We're still learning the facts about what happened in Chattanooga, however, recent media reports indicate the gunman took advantage of the online gun sale loophole and purchased at least one of his firearms where he knew he could buy a gun with no background check, no questions asked.

And a month has passed since the Charleston shooting, and we're learning a lot about the white supremacist who violently disrupted the sanctity of a Bible study and about how he got his gun. We now know the accused killer bought his gun from a federally licensed dealer with an incomplete background check.

That bears repeating: Dylann Roof was able to buy a gun with an incomplete background check.
Gun law loopholes enabled Charleston, Chattanooga? - CNN.com
 

NDVirginia19

Rally
Messages
4,424
Reaction score
5,130
As a conservative, I really don't see why people have any problems with closing down gun shows, or more favorably - replacing that style of gun marketplace with a stricter consumer gun market. That doesn't tread on anyone's right to own a gun, it's just a smarter, more precautionary approach to the flow of firearms.

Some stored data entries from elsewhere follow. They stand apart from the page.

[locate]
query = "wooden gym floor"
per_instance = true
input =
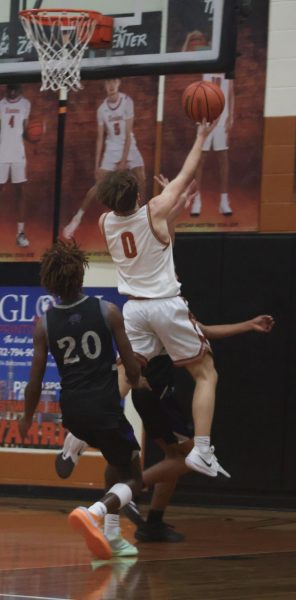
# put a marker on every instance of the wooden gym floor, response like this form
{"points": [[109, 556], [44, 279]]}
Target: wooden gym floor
{"points": [[228, 555]]}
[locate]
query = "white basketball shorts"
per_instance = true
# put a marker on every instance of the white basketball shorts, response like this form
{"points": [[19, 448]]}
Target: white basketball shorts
{"points": [[16, 172], [152, 325], [217, 139]]}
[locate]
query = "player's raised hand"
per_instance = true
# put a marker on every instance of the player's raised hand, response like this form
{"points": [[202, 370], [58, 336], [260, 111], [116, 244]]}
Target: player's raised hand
{"points": [[262, 323], [205, 128], [24, 425], [162, 180]]}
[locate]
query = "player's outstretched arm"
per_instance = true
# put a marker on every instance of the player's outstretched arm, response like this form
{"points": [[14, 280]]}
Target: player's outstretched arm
{"points": [[130, 363], [163, 204], [34, 386], [261, 324]]}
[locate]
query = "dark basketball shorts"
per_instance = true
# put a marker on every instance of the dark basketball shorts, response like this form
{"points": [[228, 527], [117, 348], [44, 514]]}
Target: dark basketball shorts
{"points": [[117, 444]]}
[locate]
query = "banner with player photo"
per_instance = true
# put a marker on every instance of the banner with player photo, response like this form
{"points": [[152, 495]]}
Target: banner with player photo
{"points": [[19, 308], [28, 120], [228, 179]]}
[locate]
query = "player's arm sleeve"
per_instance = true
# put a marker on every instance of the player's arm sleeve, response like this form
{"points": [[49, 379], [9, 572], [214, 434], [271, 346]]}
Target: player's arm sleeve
{"points": [[129, 108], [34, 386], [27, 110], [100, 118]]}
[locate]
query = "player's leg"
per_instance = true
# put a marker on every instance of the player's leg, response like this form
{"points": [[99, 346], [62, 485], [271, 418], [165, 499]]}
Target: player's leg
{"points": [[18, 178], [202, 458], [223, 161], [88, 199], [186, 345], [68, 458], [118, 446]]}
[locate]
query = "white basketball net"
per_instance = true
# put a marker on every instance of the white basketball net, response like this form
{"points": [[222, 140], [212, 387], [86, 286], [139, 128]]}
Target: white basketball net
{"points": [[60, 46]]}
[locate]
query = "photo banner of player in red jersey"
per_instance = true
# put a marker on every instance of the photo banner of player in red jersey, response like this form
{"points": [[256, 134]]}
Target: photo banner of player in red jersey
{"points": [[114, 126], [28, 125], [228, 179]]}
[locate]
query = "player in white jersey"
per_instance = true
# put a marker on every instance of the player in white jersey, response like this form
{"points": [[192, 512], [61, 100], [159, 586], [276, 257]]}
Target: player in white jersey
{"points": [[14, 114], [116, 146], [156, 315], [218, 141]]}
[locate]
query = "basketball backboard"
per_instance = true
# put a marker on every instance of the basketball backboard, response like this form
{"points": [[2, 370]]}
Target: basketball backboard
{"points": [[150, 37]]}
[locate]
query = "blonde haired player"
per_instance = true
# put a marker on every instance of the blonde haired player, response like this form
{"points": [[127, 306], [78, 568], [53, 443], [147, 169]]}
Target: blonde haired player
{"points": [[14, 114], [155, 315], [116, 147], [218, 141]]}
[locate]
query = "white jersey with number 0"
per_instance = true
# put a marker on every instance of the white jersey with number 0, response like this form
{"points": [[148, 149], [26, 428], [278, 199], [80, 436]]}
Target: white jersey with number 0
{"points": [[223, 83], [13, 113], [144, 263], [114, 117]]}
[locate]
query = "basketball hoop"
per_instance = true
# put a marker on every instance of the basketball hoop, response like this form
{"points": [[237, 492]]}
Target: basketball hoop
{"points": [[60, 38]]}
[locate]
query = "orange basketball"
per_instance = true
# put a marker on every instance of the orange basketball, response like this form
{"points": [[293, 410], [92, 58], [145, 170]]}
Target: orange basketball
{"points": [[34, 131], [203, 100]]}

What burns my ass is people like Hillary Clinton who want to repeal the Protection of Lawful Commerce in Arms Act, which protects lawful gun distributors from repercussions if people decide to break the law with their weapons. Why go out of you way to strip protections away from those who are doing things the right way when you could just target those who do things the wrong way?
 

NDVirginia19

Rally
Messages
4,424
Reaction score
5,130

Polish Leppy 22

Well-known member
Messages
6,594
Reaction score
2,009
I have zero issue with ensuring that everyone who buys a gun passes a background check.

I do find it humorous (and sad) that American citizens will go through more "screenings" and "checks" to exercise their 2nd Amendment rights than most of the migrants we're bringing in and the millions of illegals who have already crossed our borders.